As a registered rep, this doesn't mean that you should turn down higher-end accounts. They are great income generators and, if you do a good job, they are likely to refer you to other wealthy individuals. Remember, however, that younger workers are more apt to switch jobs (and roll their 401(k) money into an IRA) and buy or sell houses as their family grows. These are instances when they are likely to need the advice of a financial professional, and they occur more frequently with younger demographics.

Furthermore, the younger generation is more likely to have children who, in many cases, will need a bundle to go to college. A smart, aggressive advisor can help lead the way towards achieving a young family's financial goals. After all, these younger, less affluent families are really just starting off. As their families grow and their life situations change you will have countless opportunities to build on a mutually beneficial relationship.

You may also consider narrowing your practice to target high-net worth clients, or else working class families. Wealthy clients can be lucrative, but there are less of them around and many of them already have advisor relationships—in other words, the competition can be fierce. Working and middle class clients are much more plentiful and less likely to already have an advisor.

Of course, you'll need to accumulate a larger book of business from smaller clients to equal perhaps just one wealthy client—so weigh your tradeoffs. Wealthy clients may be more demanding, expect top quality service, and be more focused on returns in the short-run, while less affluent clients may be more interested in hitting goals like college or retirement saving.

Finding Potential Clients

So, how do you find these individuals so that you can make your sales pitch?


As a registered rep, you can sign up for a number of mailing lists provided by marketing firms that can help you pinpoint your demographic. Of course, you can always check out your local phone book as well. Local marketing firms can provide you with similar data. Look for lists of people in your area as they will be easier to contact. Several online-only services also now exist that can provide leads by email or social media marketing.

Local Organizations

Consider joining your local chamber of commerce. This will allow you to meet a variety of business owners and prominent people in your community. These folks are likely to need funding for business ventures, and if you develop a relationship with them you may be the one they choose to help them do it.

Also, think about joining the local gym or other local organizations that may provide networking opportunities. These will allow you to meet a diverse group of people that are in your community. Remember, people like doing business with someone that they can see and touch, as opposed to just a voice over the phone or text in an email.

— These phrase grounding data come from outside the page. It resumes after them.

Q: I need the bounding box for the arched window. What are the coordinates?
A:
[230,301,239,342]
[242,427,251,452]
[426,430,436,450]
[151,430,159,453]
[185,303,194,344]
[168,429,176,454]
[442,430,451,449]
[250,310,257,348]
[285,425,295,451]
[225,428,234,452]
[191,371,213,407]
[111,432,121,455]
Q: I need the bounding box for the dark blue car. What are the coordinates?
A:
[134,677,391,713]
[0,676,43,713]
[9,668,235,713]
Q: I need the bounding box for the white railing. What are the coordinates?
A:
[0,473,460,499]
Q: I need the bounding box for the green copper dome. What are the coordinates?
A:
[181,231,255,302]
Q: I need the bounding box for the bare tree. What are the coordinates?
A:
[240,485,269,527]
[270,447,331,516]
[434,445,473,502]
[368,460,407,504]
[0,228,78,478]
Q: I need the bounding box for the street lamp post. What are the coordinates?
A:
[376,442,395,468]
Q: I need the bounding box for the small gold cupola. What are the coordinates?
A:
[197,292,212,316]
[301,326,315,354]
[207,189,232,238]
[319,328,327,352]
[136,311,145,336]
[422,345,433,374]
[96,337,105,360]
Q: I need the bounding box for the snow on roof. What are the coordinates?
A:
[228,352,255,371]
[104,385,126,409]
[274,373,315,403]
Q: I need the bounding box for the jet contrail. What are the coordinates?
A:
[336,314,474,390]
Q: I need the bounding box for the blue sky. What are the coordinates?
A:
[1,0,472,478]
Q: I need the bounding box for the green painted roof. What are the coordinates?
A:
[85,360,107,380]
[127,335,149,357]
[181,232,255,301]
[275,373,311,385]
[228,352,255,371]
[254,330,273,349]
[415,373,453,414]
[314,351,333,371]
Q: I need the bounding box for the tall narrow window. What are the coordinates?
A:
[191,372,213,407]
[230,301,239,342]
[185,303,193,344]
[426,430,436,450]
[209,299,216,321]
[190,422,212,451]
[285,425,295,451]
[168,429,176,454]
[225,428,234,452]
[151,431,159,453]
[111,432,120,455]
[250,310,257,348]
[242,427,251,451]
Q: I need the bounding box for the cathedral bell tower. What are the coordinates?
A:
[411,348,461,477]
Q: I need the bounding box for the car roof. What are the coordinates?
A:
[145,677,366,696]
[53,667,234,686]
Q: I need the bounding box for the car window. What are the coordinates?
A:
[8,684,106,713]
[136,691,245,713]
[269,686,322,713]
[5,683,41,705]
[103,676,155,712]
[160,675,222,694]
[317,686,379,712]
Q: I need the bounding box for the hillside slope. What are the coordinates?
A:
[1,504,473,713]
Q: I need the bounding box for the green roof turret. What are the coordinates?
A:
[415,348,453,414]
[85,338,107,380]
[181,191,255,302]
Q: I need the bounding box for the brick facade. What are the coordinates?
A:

Link Up with Other Professionals

Make friends with local CPAs, attorneys, doctors, auto sales agents, real estate agents, and insurance agents. These people will have details on the financial conditions of several locals who fit into the demographic you want to target. Offer to set up a referral system, where you feed them business, and they'll send business your way. This works! And it is a great way to get a wealth of qualified prospects without cold calling. Professional networking organizations like BNI and the chamber of commerce can be a great resource for linking up and sharing referrals.

School Events

Consider contacting local schools to give the kids a (free) discussion about your career as a registered rep. School administrators are usually receptive to this. This allows you to introduce yourself to new members of the community as well as contribute to the children's understanding of saving and investing. You can even send the kids home with your business card and literature describing yourself, your firm, your licensures, and your abilities. This will open up a number of doors to young couples with growing families in your community.

Look Local

Your local communities are filled with younger, less wealthy investors who are open to the idea of hiring a financial advisor for themselves and their families. Advisors have to be creative in their methods for finding them and making the sales pitch count. These individuals are not always high net worth investors, and no one client is going to make you extremely wealthy. Over time, however, adding a significant number of these clients to your book of business will almost guarantee a steady stream of commission in the not-so-distant future.